In the current Java API, the heavily-overloaded isolated() function can take several different forms of argument (Runnable, Supplier<R>, Consumer<T>, Function<T,R>, and probably a few others). In each, it essentially boils down to

This is fine when the function is a simple Runnable or Consumer, but it runs into problems when it's something that wants to return a value. Logically, the value should be the one was computed by the function at the time of successful publication, but

  1. Rerunning tasks cleans up any modifications to the managed space, so all of the side effects are correct, but it doesn't change the value returned by the function, and
  2. Even if we could figure out how to get the function to recompute its value (which we can't), we've already cached the old value before we try the publish.

This implies that it's not safe to use isolated() blocks that return values, and we should probably remove them. (Note that this only applies to isolated(), which tries to publish. It doesn't apply to inReadOnlySnapshot(), detached(), or inSnapshot().) Rather, what should happen is that the isolated() call should take a Runnable or Consumer, which should make modifications in such a way that something outside of the child context can compute the overall result. This could be done by calling methods on an argument passed in or by modifying objects bound to the closure. At the end, these external arguments would have consistent data, and the value could be computed.

Note that this implies that when a task is re-run, when it makes calls on these objects, the new calls need to replace the old ones. (This would be a good use of the accumulators and task-dependent data structures, but could apply to simpler data structures if the set of parameters is deterministic, so re-running will always replace values, never omit them.)

To simplify things, I propose adding

static <T>
T isolated(Runnable func, Supplier<? extends T> resFunc) {
  isolated(func);
  return resFunc.get();
}

static <T, R extends Supplier<? extends T>>
T isolated(Consumer<? super R> func, R resFunc) {
  return isolated( () -> func.accept(resFunc), resFunc );
}
EvanKirshenbaum commented 7 years ago

[imported comment]

I've added the following (along with isolated() static functions and forms that don't take PubOptions):

  default <X,R> R callIsolated(PubOption opts,
                               Supplier<? extends X> compute,
                               Function<? super X, ? extends R> get)
  {
    X data = callIsolated(opts, compute);
    return get.apply(data);
  }

  default <R> R callIsolated(PubOption opts, Runnable compute, Supplier<? extends R> get) {
    return callIsolated(opts,
                        ()->{
                          compute.run();
                          return Boolean.FALSE;
                        },
                        b->get.get());
  }

  default <X, R> R callIsolated(PubOption opts,
                                X data,
                                Consumer<? super X> compute,
                                Function<? super X, ? extends R> get)
  {
    return callIsolated(opts,
                        ()->{
                          compute.accept(data);
                          return data;
                        },
                        get::apply);
  }

The first form calls callIsolated() as before to get a data block that the getter can compute a value from.

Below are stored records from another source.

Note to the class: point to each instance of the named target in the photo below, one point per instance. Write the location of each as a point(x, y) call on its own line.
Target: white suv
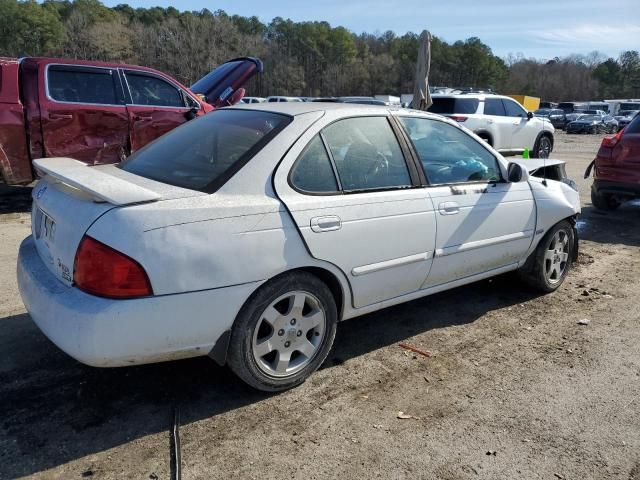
point(499, 120)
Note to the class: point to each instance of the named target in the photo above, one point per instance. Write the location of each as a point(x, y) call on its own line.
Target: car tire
point(604, 201)
point(547, 267)
point(283, 333)
point(543, 147)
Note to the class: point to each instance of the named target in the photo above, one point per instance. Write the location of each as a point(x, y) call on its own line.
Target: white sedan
point(247, 234)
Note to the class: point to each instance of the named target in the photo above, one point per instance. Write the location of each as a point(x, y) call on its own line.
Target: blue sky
point(538, 28)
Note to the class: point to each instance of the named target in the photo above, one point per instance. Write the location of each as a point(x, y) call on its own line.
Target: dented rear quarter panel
point(15, 166)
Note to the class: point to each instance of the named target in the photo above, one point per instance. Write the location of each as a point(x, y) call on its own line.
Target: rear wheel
point(283, 333)
point(604, 201)
point(548, 265)
point(543, 147)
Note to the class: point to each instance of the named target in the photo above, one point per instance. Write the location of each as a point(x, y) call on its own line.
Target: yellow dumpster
point(530, 103)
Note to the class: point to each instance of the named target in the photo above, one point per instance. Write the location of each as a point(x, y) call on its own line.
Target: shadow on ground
point(55, 410)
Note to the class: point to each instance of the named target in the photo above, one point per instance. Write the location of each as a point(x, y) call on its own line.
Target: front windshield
point(203, 154)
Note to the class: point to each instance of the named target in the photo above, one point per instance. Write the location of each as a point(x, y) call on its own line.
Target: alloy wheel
point(288, 334)
point(556, 257)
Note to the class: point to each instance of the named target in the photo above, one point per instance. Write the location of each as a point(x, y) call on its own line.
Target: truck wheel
point(543, 147)
point(548, 265)
point(283, 333)
point(604, 201)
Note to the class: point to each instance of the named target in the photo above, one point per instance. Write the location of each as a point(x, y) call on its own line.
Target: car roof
point(300, 108)
point(478, 96)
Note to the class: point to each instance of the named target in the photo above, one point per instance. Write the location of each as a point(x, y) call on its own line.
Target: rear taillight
point(612, 141)
point(100, 270)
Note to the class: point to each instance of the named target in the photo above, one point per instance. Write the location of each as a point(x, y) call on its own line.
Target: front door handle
point(449, 208)
point(327, 223)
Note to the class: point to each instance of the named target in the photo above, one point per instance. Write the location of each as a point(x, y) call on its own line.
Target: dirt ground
point(515, 389)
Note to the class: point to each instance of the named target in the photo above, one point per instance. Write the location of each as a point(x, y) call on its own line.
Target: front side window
point(366, 154)
point(81, 85)
point(203, 154)
point(313, 172)
point(152, 91)
point(513, 109)
point(449, 155)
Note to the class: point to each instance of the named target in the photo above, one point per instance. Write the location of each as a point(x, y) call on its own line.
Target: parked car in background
point(99, 112)
point(624, 117)
point(616, 168)
point(249, 233)
point(253, 100)
point(571, 107)
point(501, 121)
point(277, 98)
point(555, 116)
point(592, 123)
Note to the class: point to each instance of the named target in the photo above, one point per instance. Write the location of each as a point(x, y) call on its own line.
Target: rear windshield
point(204, 153)
point(454, 105)
point(634, 126)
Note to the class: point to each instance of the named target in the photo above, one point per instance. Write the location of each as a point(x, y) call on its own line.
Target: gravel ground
point(515, 388)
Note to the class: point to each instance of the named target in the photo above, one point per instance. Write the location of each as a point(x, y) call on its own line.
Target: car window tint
point(312, 171)
point(146, 90)
point(448, 154)
point(81, 85)
point(513, 109)
point(366, 154)
point(204, 153)
point(634, 126)
point(454, 105)
point(494, 106)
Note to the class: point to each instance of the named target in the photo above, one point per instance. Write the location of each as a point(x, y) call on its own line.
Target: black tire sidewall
point(240, 357)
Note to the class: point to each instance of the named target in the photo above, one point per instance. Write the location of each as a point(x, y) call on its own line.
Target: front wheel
point(548, 265)
point(283, 333)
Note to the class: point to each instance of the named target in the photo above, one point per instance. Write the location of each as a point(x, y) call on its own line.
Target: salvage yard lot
point(515, 387)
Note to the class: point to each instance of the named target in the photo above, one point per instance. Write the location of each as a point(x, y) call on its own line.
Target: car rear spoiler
point(99, 184)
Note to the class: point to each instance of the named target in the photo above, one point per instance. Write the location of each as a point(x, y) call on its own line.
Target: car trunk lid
point(72, 195)
point(219, 84)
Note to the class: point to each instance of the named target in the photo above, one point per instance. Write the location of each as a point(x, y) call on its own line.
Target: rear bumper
point(109, 333)
point(616, 188)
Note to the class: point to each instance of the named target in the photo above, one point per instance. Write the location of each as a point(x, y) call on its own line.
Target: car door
point(154, 106)
point(357, 204)
point(499, 124)
point(483, 222)
point(523, 131)
point(83, 114)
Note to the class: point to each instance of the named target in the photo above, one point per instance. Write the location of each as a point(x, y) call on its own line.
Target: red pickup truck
point(99, 112)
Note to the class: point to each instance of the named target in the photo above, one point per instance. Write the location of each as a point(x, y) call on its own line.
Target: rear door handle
point(449, 208)
point(327, 223)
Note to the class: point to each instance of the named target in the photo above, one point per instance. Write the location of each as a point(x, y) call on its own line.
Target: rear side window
point(366, 154)
point(81, 85)
point(204, 153)
point(148, 90)
point(513, 109)
point(454, 105)
point(449, 155)
point(634, 126)
point(494, 106)
point(313, 172)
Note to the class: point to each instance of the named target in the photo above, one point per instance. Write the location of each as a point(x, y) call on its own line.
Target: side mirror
point(517, 173)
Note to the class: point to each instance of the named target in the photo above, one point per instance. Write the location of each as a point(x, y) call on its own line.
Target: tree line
point(300, 58)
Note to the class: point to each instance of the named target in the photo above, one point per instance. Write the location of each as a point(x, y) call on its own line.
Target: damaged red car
point(99, 112)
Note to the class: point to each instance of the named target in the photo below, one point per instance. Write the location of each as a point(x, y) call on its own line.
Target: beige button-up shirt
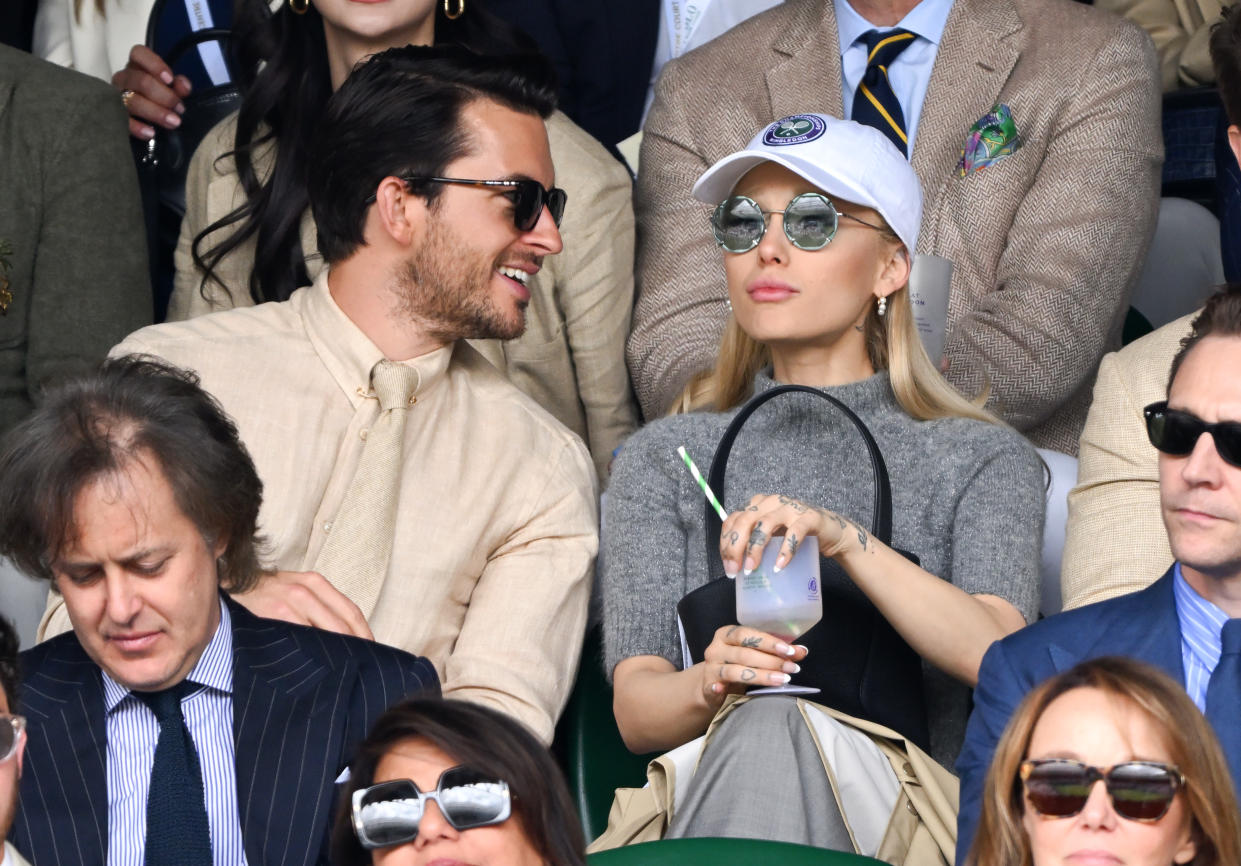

The assumption is that the computer will stash the value there, and if resolution happens, it will update the contents but not return a different value (this will have to be well documented).

The second form is used when there's no actual intermediate data. The computer sticks the value someplace that the getter knows about.

The third form passes in the location, which is seen and updated by the computer and read by the getter.

Of course, all of these are convenience functions. If the programmer knows to do this, they could simply have the isolated function return, say, a Holder<T> and use its value.